According to Craig Paylor, former JLG president and aerial industry veteran, equipment rental businesses should hang on to their aerial work platforms for a longer period of time than in the past. The reasons go beyond the future of available financing and center on the need for U.S. equipment rental businesses to build value in their existing fleets.
With the rental market depressed and no sustained recovery expected until sometime in 2012, the environment is not conducive to buying new equipment, Paylor notes. Even more daunting is the prospect of obtaining financing when the economy does finally bounce back. "If the market returns in even marginal terms sometime within the next six to 18 months, what is the likelihood that you can take your balance sheet and cash flow statement and get any kind of reasonable financing rate without having to sign your life away as collateral? The answer is: not very good," says Paylor.

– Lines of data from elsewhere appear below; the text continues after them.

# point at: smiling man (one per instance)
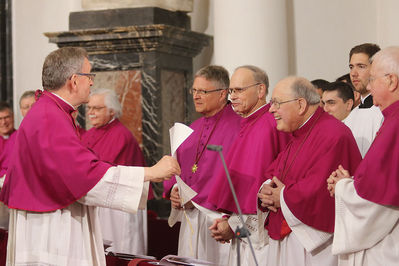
(367, 205)
(300, 223)
(338, 99)
(114, 143)
(219, 125)
(257, 145)
(359, 65)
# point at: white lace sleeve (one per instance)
(122, 188)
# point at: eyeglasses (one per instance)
(276, 104)
(240, 90)
(5, 118)
(371, 79)
(91, 76)
(95, 108)
(202, 91)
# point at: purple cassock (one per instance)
(376, 179)
(314, 152)
(50, 168)
(6, 152)
(220, 129)
(114, 143)
(258, 144)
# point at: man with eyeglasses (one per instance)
(114, 143)
(219, 125)
(6, 121)
(300, 220)
(365, 119)
(257, 145)
(367, 203)
(54, 183)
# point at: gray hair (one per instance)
(26, 94)
(258, 74)
(60, 65)
(303, 88)
(388, 59)
(111, 100)
(218, 74)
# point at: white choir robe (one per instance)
(366, 233)
(304, 246)
(72, 236)
(195, 240)
(364, 124)
(127, 232)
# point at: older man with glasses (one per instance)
(54, 183)
(257, 146)
(218, 126)
(300, 220)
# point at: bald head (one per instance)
(384, 74)
(294, 100)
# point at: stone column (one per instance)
(252, 33)
(145, 54)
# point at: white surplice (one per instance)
(304, 246)
(195, 240)
(72, 236)
(126, 231)
(366, 233)
(364, 124)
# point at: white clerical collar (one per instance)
(63, 100)
(363, 98)
(255, 111)
(306, 120)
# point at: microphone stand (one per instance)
(240, 232)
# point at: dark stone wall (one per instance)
(6, 79)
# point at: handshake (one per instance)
(164, 169)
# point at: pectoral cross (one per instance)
(194, 168)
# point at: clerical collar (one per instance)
(364, 98)
(63, 100)
(255, 111)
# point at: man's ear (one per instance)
(303, 106)
(261, 91)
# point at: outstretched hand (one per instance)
(335, 176)
(270, 194)
(164, 169)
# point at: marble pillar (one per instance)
(145, 55)
(255, 33)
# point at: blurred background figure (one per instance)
(26, 101)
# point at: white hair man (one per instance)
(54, 183)
(367, 205)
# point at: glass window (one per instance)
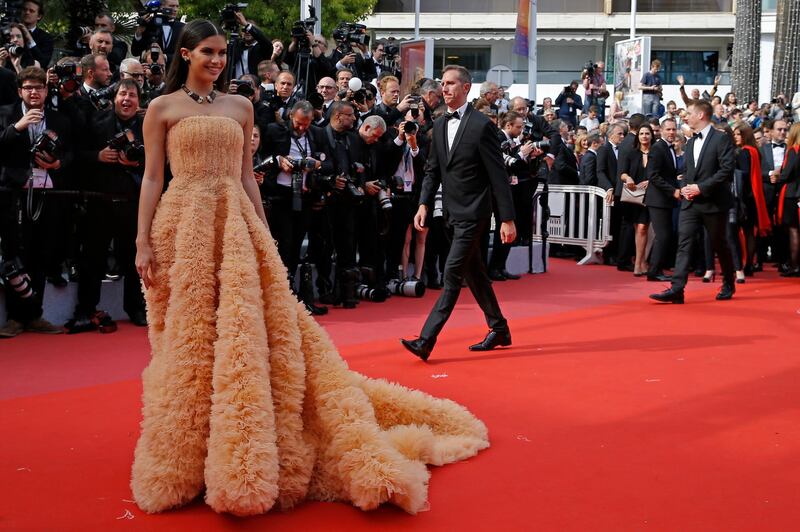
(474, 59)
(662, 6)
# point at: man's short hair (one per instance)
(487, 86)
(32, 74)
(509, 118)
(704, 107)
(385, 81)
(463, 74)
(129, 84)
(303, 107)
(375, 122)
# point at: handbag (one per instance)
(633, 196)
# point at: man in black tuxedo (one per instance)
(662, 192)
(42, 46)
(465, 158)
(165, 37)
(30, 241)
(710, 162)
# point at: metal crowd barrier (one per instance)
(578, 216)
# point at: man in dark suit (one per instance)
(165, 37)
(29, 241)
(662, 193)
(42, 46)
(710, 162)
(465, 159)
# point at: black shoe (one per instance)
(669, 296)
(138, 318)
(726, 292)
(492, 340)
(496, 275)
(420, 347)
(316, 310)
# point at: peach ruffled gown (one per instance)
(245, 396)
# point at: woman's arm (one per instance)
(248, 180)
(155, 132)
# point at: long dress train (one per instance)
(245, 396)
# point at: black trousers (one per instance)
(691, 222)
(464, 262)
(661, 220)
(103, 222)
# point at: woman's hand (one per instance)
(145, 264)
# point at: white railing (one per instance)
(578, 216)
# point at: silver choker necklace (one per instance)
(200, 99)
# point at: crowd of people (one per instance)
(339, 154)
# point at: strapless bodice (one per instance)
(205, 150)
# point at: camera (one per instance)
(410, 288)
(14, 276)
(103, 98)
(243, 87)
(125, 142)
(350, 33)
(47, 146)
(69, 76)
(227, 16)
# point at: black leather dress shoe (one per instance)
(726, 292)
(492, 340)
(496, 275)
(669, 296)
(138, 318)
(420, 347)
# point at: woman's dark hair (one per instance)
(192, 34)
(636, 143)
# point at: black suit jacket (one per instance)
(662, 176)
(588, 173)
(606, 167)
(43, 51)
(712, 172)
(15, 147)
(471, 173)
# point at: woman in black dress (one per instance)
(634, 177)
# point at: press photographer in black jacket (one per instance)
(26, 234)
(112, 158)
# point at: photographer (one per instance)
(161, 27)
(16, 54)
(290, 184)
(594, 83)
(253, 48)
(405, 186)
(35, 149)
(112, 156)
(41, 45)
(568, 103)
(519, 154)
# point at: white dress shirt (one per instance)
(698, 143)
(453, 123)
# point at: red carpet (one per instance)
(609, 413)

With this in mind, it doesn't make sense to sell off every underutilized piece of equipment that's sitting in the yard, because it will be hard to replace. "Sure, a certain amount of equipment can and should be sold if you can make a reasonable return. But what is reasonable in a market like this?" Paylor says. "You can almost be assured that any piece of equipment you sell at auction will end up being something you have to compete with in the future, as a rebounding marketplace always creates opportunities for new startup companies."
As the economy recovers, manufacturers will see the cost of commodities go up as soon as producers can justify an increase. "Steel, rubber, engines, hoses, motors, pumps and everything in between will start up in price long before the job starts are plentiful enough to allow rental rates to climb back to levels with reasonable returns," Paylor predicts. "This means pressure will be on all manufactures to raise their prices so they don't have to absorb this margin hit. Most manufacturers will try to push the price increases out as long as they can, but in the end, the commodity companies will demand the price increases or [manufacturers] simply will not get any material."
The result, Paylor says, is a virtually inevitable price increase to the distribution network. "How this is handled will be determined by the stage of recovery for each manufacturer," Paylor says. "But as these prices put pressure on margins at every point along the value chain -- vendors, manufacturers, rental companies, end users and finance companies -- you could see the basis for a perfect storm."
The perfect storm to which Paylor refers is an ideal setting for new manufacturing companies – most likely emerging from Asia, India and other markets -- looking to enter the giant markets of North America and Europe. "Think about a Chinese company that decides to build a product that looks a lot like any one of the market-leading products in any rental category. They will have a product designed so much like the existing one that the service parts fit either the original or the new one," he predicts. "It will be built in an area of the world where labor costs are a fraction of the cost of U.S. or European rates. They have trillions of dollars to finance any possible purchase by new distribution, even if it is backed by their own government. Maybe most important, they are not worried if they make any money on the sales for some period of time, possibly years, because all they really want is to have their product become accepted by the rental customers and end users as reliable."
He continues, "So these new manufacturers have a lower price, plenty of capacity, almost unlimited finance capacity in a market where finance will be extremely restricted, and a mindset that success is going to be judged not by profit but by acceptance of the product, which is a much longer-term proposition. In a time when so many U.S. manufacturing companies are or have run to China to build their products in order to take advantage of the low labor rate or to allow them to compete in the Asian marketplace, their new hosts are building similar products to come to this market with advantages few U.S. manufactures can match."